# Frogs & Toads > Pacman Frogs >  Male Pacman Noise Concerns

## ReptileAddiction

So I am extremely interested in getting a pacman. I have done my research and I know what I am doing I think. I do have one question/concern. If I end up with a male what is the noise like? Is it loud? Does it do it all the time? Is there a way to stop it? Will I hear it in the rest of my house? I have tried to find what I am looking for but to no avail. Last time I was at a reptile show (where I will buy this pacman) there was one fairly young male pacman that would not stop croaking. It is one of the largest shows in the U.S. and you could hear that one frog across the entire show and it was very loud. I definitely could not have that. I plan on buying a small juvenile pacman so is that to early to tell the sex? The croaking one at the last show was a size I would be happy with. If they are large enough to sex do the breeders generally have it marked on the deli cups? If I asked them the sex would they be able to tell me? As you can see I am new to the frog world though I have kept a myriad of other reptiles. Thanks!

Sam

----------


## DVirginiana

You can't tell the sex before they are generally old enough to start calling.  The only way to be guaranteed to get a female is to buy an adult.  One way to tell for sure one is a male (other than calling) is that males will have nuptial pads on their front legs.  Mine is a female, so I don't really know how often they call.

----------


## Colleen/Jerrod

That particular male was in breeding mode if he was calling that loud consecutively. When not wanting to breed they may produce territorial calls, which start soft and then gradually get louder, but peak at a certain level and the frog will stop. The frog may also call in response to your voice once it gets used to you. Honestly its not that bad. I have 21 Frogs with 20 of them being Pacman Frogs. My oldest male calls all the time and it is actually soothing to me. I love to hear them vocalize. Once you get used to the sound you will sleep right through it.

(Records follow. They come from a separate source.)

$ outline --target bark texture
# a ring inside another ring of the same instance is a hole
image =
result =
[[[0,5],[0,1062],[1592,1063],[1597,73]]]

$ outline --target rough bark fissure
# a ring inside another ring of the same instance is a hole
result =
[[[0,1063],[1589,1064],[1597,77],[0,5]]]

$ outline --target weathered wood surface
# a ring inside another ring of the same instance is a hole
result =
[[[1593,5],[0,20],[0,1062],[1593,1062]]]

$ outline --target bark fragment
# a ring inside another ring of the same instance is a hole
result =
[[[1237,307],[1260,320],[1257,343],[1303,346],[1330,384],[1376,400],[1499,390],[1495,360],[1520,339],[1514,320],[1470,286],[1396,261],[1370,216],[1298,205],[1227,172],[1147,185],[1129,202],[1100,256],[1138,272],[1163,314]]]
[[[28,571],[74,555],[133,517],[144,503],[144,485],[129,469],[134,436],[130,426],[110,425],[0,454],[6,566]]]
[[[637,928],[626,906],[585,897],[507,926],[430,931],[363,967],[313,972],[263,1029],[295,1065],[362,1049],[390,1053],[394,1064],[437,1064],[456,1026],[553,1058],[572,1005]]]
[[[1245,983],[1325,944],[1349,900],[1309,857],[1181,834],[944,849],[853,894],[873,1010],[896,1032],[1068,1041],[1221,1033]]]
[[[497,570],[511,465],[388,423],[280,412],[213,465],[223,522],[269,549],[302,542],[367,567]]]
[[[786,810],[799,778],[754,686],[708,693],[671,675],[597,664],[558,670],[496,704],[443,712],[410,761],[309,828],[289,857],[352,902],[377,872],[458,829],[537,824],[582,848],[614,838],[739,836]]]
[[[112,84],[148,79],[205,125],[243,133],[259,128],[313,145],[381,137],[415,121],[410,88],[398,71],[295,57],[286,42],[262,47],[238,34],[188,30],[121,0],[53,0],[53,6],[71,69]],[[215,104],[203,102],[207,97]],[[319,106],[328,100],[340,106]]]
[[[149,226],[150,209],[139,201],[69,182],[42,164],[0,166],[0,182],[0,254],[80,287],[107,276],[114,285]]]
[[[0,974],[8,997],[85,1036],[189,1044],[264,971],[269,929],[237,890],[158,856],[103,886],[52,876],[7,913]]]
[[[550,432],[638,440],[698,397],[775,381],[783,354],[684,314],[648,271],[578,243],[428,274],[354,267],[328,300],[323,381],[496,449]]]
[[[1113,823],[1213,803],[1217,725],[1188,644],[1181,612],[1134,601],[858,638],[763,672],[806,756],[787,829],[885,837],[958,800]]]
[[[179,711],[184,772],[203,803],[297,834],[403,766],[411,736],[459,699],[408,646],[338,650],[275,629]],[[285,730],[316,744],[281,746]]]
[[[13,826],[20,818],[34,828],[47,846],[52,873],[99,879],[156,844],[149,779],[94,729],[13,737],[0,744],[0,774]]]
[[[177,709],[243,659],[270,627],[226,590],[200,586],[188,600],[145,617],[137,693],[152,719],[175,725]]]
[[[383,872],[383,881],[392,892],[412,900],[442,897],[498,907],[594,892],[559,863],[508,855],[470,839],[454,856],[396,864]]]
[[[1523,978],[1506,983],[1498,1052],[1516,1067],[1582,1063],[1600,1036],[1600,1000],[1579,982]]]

Now as for getting a male or female well you will be playing a game of chance. It is best to buy one as a quarter to half dollar sized baby and raise it up to adulthood. This way the frog becomes accustomed to you and your husbandry rather than buying an adult that has been raised by someone else. Males begin to get Nuptial Pads at 2.5" to 3" when the male begins to become sexually mature. He will begin to call at this time as well. Nuptial Pads are dark mole like spots that appear of the side of the male frog's thumbs. Females lack these and are for the most part quiet, but there are females that vocalize just not loudly like males. Both sexes have various sounds they produce, but only males produce the mating call. These frogs like most species have Sexual Dimorphism which means the female is larger than the male. Males will top out at 3" to 4" SVL(Snout to Vent Length) depending on species and females will top out at 4.5" to 6" SVL(Snout to Vent Length) depending on species.

Most of the time you will end up with a female, but like I said its a game of chance.

Good luck.

----------


## mchell43

I too had the very same concerns, I got mine as a young one and hoped it would be female. I was wrong but its not bad at all. Had him over 6 months now and he doesnt call much at all. He started when he was 3 inch in width and often at first. But I would be in next room and thought it was birds at first, it sounds real nice. My OH hears him early in the morning sometimes but it dont wake us. I was put off by watching you tube ones, being wrongly tormented . Mine is very chilled and has no signs of aggression, I can pick him up and move soil around right in front of his face, he is fine, kinda sweet. I reckon as long as you never stress or bother them much at first, they are fine with you.

----------

Hypnofrog

----------


## ReptileAddiction

Thank you guys for your help! I think I will just end up getting a small one because it doesn't seem like it will be to bad. I do have one more question though. Do they croak at night? Thanks.

----------


## mchell43

they can call at night but its only the mating call. Mine does it in bursts of 3 then thats it , as long as you dont plan on having him in your bedroom you prob wont hear. They dont do it that often . The one you heard at show could of been stressed ,as them places can be noisey and he prob sensed all the lady frogs abaout LOL

----------


## ReptileAddiction

I do plan on having the frog in my room as I do not have another place for it.  Does it croak at night all year long or is it only during mating season? When is mating season and how long does it last? Are there mating calls loud?

----------


## Lija

yes all year long  :Smile:  and more when it is raining, etc outside. honestly it never bothered me at all, they are all in a basement, but i do hear my nasutas croaking  even from the outside the house, lol pacman is not that bad in comparison lol they don't call that often too.

----------


## Jack

Mine barely ever croaks but when he does you can hardly hear it. Mine does it during day and at night but its not very loud and probably won't wake you up.

----------


## ReptileAddiction

Thank you! I do not think it will be a problem. I do live in Southern California where it hardly ever rains so that should help.  :Smile:

----------


## mchell43

It will be fine , if you get a baby it may end up being female , if not it realy is not much that they do it . Go for it but post pics !

----------